Insérez ici un soupir de découragement.

Connaissez-vous la goutte? Vous savez, celle qui fait déborder le vase? Le vase rempli d'émissions de téléréalité et autres convergences du genre? Ce soir-là, je l'ai croisée. Je suis une personne patiente, mais quand je goûte à la goutte, plus rien ne passe. Parce qu'en ce beau dimanche, on venait de m'enlever le pain et le vin de la bouche.

Ces rôles appartiennent aux comédiens qui travaillent avec sérieux pour y accéder. Ce genre de concours transforme le processus d'audition en un concours de popularité insipide élu à coup de «J'aime» et cela contribue à nourrir le stéréotype que le métier d'acteur en est un d'apparence, qui ne requiert aucune formation.

Je me sens dépassée. Pour trouver des réponses à mes questions, j'ai joint Joanne Forgues, des Productions Casablanca: «Ben, madame, vous avez juste à vous inscrire, me répond-elle d'un ton agacé, c'est écrit: les professionnels ont le "droit" de participer». Oui, j'ai lu vos règlements. Je sais que ceux-ci sont autorisés à participer à votre concours, mais il est là le problème; cette permission leur manque allègrement de respect. Vous devez bien vous douter que cette initiative réveille la rage des comédiens. Vous constaterez d'ailleurs que la grogne commence à se faire entendre sur les réseaux sociaux!

De toute évidence, vous ne comprenez pas ma réflexion, car vous tentez d'apaiser mon indignation en me servant: «Toute l'équipe est d'accord, c'est très généreux et original de notre part; c'est pour découvrir de nouveaux talents qu'on ne voit pas en audition et, de toute façon, c'est juste un petit rôle.» À l'ère où les vedettes instantanées fusent de toutes parts, promues par des émissions voraces et lucratives, ce que vous décrivez comme étant «original et généreux» me semble de toute évidence être une stratégie publicitaire usée et opportuniste.
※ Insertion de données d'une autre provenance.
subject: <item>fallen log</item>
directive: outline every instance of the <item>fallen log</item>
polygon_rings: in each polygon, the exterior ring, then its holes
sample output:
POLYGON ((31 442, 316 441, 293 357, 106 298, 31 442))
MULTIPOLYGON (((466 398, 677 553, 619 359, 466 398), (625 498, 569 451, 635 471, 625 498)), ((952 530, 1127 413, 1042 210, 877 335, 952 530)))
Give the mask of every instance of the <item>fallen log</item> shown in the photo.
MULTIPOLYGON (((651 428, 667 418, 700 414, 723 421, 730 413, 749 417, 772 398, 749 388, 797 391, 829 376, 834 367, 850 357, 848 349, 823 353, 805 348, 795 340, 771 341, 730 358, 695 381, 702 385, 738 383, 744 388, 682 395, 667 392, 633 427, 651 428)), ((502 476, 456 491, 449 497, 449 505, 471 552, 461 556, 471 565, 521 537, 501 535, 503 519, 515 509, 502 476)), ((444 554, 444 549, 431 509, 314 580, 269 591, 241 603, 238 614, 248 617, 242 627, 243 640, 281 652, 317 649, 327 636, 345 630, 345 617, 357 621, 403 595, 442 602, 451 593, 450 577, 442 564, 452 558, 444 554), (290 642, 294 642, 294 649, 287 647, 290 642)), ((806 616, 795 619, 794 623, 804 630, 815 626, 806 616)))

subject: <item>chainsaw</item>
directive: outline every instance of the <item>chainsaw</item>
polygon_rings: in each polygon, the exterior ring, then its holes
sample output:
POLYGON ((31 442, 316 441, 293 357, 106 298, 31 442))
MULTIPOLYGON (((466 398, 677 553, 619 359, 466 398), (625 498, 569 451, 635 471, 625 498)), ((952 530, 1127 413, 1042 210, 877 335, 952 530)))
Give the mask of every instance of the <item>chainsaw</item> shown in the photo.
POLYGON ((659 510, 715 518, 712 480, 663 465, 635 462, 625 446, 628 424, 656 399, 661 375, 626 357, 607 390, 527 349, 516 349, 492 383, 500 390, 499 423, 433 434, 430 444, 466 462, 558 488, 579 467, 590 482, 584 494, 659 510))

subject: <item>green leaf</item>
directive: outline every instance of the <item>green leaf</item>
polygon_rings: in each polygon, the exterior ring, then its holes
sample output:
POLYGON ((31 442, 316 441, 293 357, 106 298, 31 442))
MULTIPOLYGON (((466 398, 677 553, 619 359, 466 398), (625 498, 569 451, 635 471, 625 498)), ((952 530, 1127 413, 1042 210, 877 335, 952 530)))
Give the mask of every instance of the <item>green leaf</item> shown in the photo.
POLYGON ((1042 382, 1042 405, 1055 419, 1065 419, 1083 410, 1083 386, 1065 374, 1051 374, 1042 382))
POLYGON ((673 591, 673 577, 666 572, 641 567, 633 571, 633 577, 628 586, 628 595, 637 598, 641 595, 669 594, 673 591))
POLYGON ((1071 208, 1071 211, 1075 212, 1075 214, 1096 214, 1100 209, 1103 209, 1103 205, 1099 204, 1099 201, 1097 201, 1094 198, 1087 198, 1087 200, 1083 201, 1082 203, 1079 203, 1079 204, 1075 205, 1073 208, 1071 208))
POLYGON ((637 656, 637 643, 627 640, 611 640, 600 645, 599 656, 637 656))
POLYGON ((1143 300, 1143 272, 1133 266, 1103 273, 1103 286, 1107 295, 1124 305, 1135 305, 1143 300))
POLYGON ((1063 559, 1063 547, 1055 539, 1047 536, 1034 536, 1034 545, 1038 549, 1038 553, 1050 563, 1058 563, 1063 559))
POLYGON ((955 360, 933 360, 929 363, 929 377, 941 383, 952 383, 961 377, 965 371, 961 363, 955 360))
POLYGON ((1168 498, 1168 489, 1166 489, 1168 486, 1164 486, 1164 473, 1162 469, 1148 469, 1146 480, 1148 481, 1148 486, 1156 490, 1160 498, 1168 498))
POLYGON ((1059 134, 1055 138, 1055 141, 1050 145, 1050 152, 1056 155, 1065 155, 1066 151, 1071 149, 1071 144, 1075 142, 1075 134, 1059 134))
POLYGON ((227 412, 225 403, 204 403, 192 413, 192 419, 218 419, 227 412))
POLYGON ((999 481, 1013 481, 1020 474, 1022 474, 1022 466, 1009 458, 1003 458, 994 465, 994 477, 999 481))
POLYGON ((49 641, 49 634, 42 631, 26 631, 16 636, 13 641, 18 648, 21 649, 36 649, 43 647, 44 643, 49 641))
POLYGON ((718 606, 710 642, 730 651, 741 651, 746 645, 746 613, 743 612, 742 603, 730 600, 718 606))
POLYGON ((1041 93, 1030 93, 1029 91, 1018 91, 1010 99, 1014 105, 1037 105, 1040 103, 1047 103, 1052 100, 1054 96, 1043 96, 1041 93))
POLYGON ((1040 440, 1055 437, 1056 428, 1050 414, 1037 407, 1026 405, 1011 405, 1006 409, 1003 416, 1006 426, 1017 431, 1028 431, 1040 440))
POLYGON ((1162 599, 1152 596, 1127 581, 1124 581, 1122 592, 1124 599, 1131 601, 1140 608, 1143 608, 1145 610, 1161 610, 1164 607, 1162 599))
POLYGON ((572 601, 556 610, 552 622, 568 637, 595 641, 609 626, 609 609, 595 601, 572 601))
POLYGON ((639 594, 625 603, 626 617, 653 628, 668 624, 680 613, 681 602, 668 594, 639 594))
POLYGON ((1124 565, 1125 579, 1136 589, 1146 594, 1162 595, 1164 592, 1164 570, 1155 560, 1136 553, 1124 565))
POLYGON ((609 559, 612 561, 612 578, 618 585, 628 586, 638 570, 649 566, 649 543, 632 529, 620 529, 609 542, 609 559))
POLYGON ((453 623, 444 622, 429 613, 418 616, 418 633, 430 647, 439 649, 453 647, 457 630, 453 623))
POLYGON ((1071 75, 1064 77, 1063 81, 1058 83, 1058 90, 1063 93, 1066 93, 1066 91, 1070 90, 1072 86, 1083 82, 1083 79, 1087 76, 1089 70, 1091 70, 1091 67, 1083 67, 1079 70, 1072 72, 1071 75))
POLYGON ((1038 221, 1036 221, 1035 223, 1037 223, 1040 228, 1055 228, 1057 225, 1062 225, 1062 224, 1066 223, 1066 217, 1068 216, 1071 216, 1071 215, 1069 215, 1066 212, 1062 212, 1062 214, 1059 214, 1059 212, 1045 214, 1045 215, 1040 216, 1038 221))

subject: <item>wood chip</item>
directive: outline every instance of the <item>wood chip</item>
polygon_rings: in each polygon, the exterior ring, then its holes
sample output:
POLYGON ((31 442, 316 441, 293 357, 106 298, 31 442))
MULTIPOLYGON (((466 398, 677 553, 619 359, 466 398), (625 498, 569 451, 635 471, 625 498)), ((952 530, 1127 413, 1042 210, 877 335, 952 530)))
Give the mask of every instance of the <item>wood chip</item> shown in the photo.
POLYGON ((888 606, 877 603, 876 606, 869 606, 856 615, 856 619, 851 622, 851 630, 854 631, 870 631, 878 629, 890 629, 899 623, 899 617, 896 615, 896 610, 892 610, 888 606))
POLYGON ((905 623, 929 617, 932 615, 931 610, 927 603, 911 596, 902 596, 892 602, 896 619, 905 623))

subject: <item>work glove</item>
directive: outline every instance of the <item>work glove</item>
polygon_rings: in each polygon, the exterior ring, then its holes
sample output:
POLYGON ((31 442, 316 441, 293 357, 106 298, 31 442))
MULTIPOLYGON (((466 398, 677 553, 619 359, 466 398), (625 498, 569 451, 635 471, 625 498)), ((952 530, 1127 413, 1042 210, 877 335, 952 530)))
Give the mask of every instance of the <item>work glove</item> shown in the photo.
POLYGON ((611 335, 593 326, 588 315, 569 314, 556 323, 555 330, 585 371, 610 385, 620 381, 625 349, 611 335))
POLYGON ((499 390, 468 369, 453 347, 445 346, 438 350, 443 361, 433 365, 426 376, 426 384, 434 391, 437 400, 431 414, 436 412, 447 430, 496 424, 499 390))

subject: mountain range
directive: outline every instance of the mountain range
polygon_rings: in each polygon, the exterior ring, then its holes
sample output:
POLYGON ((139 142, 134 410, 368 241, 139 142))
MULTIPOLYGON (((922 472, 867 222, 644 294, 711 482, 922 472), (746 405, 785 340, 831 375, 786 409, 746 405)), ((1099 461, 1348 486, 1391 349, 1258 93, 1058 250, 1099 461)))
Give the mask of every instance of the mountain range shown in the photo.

Vous souhaitez découvrir de nouveaux talents? Le bottin de l'UDA compte 12 300 membres. Vous y trouverez certainement la perle rare. C'est juste un petit rôle? Un 3e rôle, ça met du pain sur la table des comédiens même si ce n'est pas encore assez pour acheter le vin qui va avec.

Aucun de vos arguments n'a su nourrir ma réflexion ou répondre à mes questions, madame.

Je m'attendais à recevoir une réponse plus compatissante de la part de Jean-François Rivard, auteur et réalisateur de la série. Or, M. Rivard a refusé de répondre à mes «frustrations infondées», déplorant que la portée de sa réponse se frapperait aux limites de ma boite courriel. M. Rivard, maintenant que je vous offre le porte-voix que vous exigez, dites-moi, je vous en prie: de quelle façon ce concours sert et respecte le métier de comédien?

Je comprends que ce concours vise à faire connaître la série, à y impliquer son public et je n'ai rien contre l'expérience web ni contre une démarche interactive. Je trouve cependant frustrant que cette dernière soit un processus d'audition réduit à un concours de popularité. Mon métier en est un de passion et d'acharnement. Je vous en prie, cessez de surfer sur la vague acide de la téléréalité!